Dépression & Injonction au Bonheur

Rédigé le 01/06/2020
Ghizlane Kaghat


Le terme de dépression a peu à peu envahi le discours commun des temps modernes, des médias et des disciplines de psychologie clinique et de psychiatrie. Ce terme est plus que jamais présent dans la parole que l’on reçoit en cabinet de la part du sujet qui consulte et qui dit « Je suis en dépression », ou « Je suis dépressif » voire « J’ai toujours été dépressif ». À une époque où l’on médicalise facilement cette dite « dépression » en ayant recours à divers psychotropes, sommes-nous encore capables, nous, professionnels de la santé mentale, de distinguer et de différencier de façon précise, les différents tableaux cliniques de cette maladie des temps modernes ? Sommes-nous capables par ailleurs, de décaler le patient de ce qui parfois devient une identité ou une forme de complaisance dans « l’Être » dépressif ?

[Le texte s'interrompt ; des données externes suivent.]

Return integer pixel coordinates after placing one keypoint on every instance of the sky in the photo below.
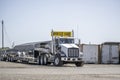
(93, 21)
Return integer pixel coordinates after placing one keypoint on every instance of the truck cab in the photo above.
(66, 51)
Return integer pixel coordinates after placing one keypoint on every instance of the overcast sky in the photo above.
(94, 21)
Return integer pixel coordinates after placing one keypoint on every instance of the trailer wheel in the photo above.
(57, 61)
(79, 64)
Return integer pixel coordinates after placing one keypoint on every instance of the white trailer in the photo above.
(91, 53)
(59, 51)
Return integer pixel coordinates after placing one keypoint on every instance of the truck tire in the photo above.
(38, 60)
(57, 61)
(41, 60)
(79, 64)
(45, 59)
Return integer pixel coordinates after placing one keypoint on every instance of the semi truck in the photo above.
(61, 50)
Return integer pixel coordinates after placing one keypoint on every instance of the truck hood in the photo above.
(69, 45)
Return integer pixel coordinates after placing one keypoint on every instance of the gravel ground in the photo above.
(19, 71)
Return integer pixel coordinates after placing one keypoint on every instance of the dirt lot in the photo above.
(18, 71)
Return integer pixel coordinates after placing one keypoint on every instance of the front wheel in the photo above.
(79, 64)
(57, 61)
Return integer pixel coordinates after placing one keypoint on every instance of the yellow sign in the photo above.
(61, 34)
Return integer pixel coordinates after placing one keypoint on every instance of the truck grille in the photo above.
(73, 52)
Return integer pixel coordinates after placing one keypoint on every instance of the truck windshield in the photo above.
(66, 40)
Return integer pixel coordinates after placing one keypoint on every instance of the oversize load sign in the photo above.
(61, 34)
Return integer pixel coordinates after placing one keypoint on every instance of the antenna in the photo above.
(2, 34)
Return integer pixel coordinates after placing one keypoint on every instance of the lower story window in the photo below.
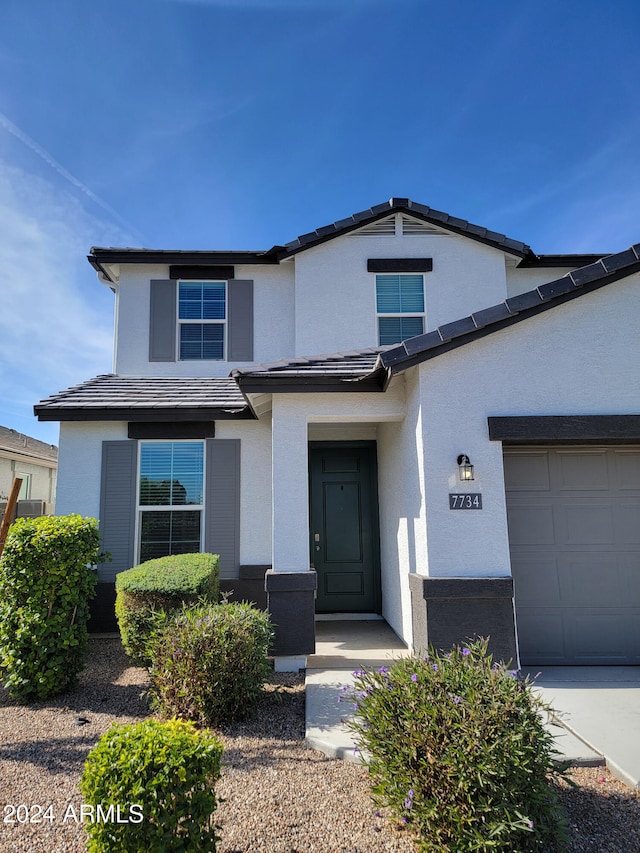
(170, 498)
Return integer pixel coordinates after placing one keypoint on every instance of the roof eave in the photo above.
(155, 414)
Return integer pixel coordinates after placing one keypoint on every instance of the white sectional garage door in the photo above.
(574, 533)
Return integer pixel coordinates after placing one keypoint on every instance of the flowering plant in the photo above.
(458, 751)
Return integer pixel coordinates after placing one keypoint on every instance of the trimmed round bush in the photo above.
(148, 594)
(458, 751)
(209, 663)
(149, 788)
(46, 582)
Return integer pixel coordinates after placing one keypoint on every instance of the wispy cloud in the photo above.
(30, 143)
(56, 320)
(274, 5)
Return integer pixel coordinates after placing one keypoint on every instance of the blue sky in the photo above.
(239, 124)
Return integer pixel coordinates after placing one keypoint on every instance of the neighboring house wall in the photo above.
(35, 462)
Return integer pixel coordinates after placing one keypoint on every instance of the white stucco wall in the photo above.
(80, 464)
(403, 530)
(335, 295)
(574, 359)
(273, 317)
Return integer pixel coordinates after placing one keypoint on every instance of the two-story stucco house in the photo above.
(400, 413)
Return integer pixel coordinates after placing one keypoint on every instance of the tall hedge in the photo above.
(46, 582)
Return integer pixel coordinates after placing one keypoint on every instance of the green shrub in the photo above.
(159, 780)
(147, 594)
(458, 750)
(46, 582)
(210, 662)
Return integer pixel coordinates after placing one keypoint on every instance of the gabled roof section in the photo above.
(101, 256)
(357, 370)
(418, 211)
(122, 398)
(452, 335)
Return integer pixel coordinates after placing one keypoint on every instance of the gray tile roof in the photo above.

Comment reconnaître une dépression ?


Les différentes modalités d’expressions de la dépression montrent bien leur singularité dans chacun des symptômes qui s’y réfèrent. On entendra divers signifiants : deuil, manque d’envie, mal-être, passage à l’acte, mélancolie, tristesse, dégoût de soi, douleur d’exister… pour ne citer que quelques termes qui reflètent les aspects variés des dépressions. Derrière ces termes, se cachent des symptômes : une perte d’appétit, des insomnies, des somatisations diverses, et de l’angoisse… beaucoup d’angoisse.


« Heureux, tu dois être heureux ! »


Parallèlement à cette maladie devenue le lot d’à peu près tous, une nouvelle ligne de conduite semble s’imposer : le devoir d’être heureux, toute défaillance par rapport à cette injonction étant donc pathologique (pathologie qui dès lors prendra le nom de dépression.) Tout se passe comme si cette règle impliquait de ne jamais souffrir moralement de rien ; ni d’une maladie somatique qui handicape, ni d’une perte d’un être cher ou d’une séparation, ni d’un échec scolaire ou professionnel. La dominance qui règne en maître, est celle du bien-être et de la capacité à toujours « positiver » les événements qui surviennent. Celui qui n’y parvient pas est dépressif et déroge dès lors à la règle du « devoir d’être heureux », ce qui somme toute, rajoute une autre composante au tableau : la culpabilité de ne point répondre à cette attente collective et sociale et témoigne d’une incapacité, d’une impuissance ou d’une faiblesse.


« Vous êtes dépressifs et coupables de l’être ! »


Dans ce contexte, perdre son boulot, sa mère ou son conjoint, mérite une pilule du bonheur que la pharmacologie range dans la catégorie « antidépresseurs » ou « anxiolytiques », censés faire revoir la vie en rose et annihiler la douleur ou l’angoisse. Règne alors la toute puissance d’une règle faisant fi de toute souffrance psychique normale, sous couvert d’une normativité de « l’être heureux et fort » ne ressentant jamais d’affects négatifs ou en tous cas, capable de les surmonter au plus vite.


Pourquoi aurions-nous le droit de souffrir d’une maladie somatique ou de douleurs postopératoires touchant au réel du corps et de ses organes et n’aurions-nous pas le droit de souffrir de douleur morale ou de la difficulté à assumer une perte ou une séparation ?


Alors que la tristesse, l’angoisse ou la colère sont des émotions inhérentes à notre condition d’humains, elles deviennent aujourd’hui des anormalités, des fautes morales à traiter de toute urgence par un médecin psychiatre. Ce qui devrait être inquiétant, pour nous supposés savoir, supposés professionnels de la santé mentale, c’est bien cet état de bien-être constant, que rien jamais, n’atteint ! On médicalise lorsque l’on devrait accueillir et interroger, lorsqu’il s’agirait d’assurer un lieu de questionnement et d’élaboration de ce qu’il devrait pouvoir rentrer dans un réseau de signifiants pour prendre sens et se dépasser.

Ce n’est peut-être pas là, le meilleur moment d’entreprendre une psychothérapie, mais là réside peut-être, l’occasion d’en entrevoir la possibilité.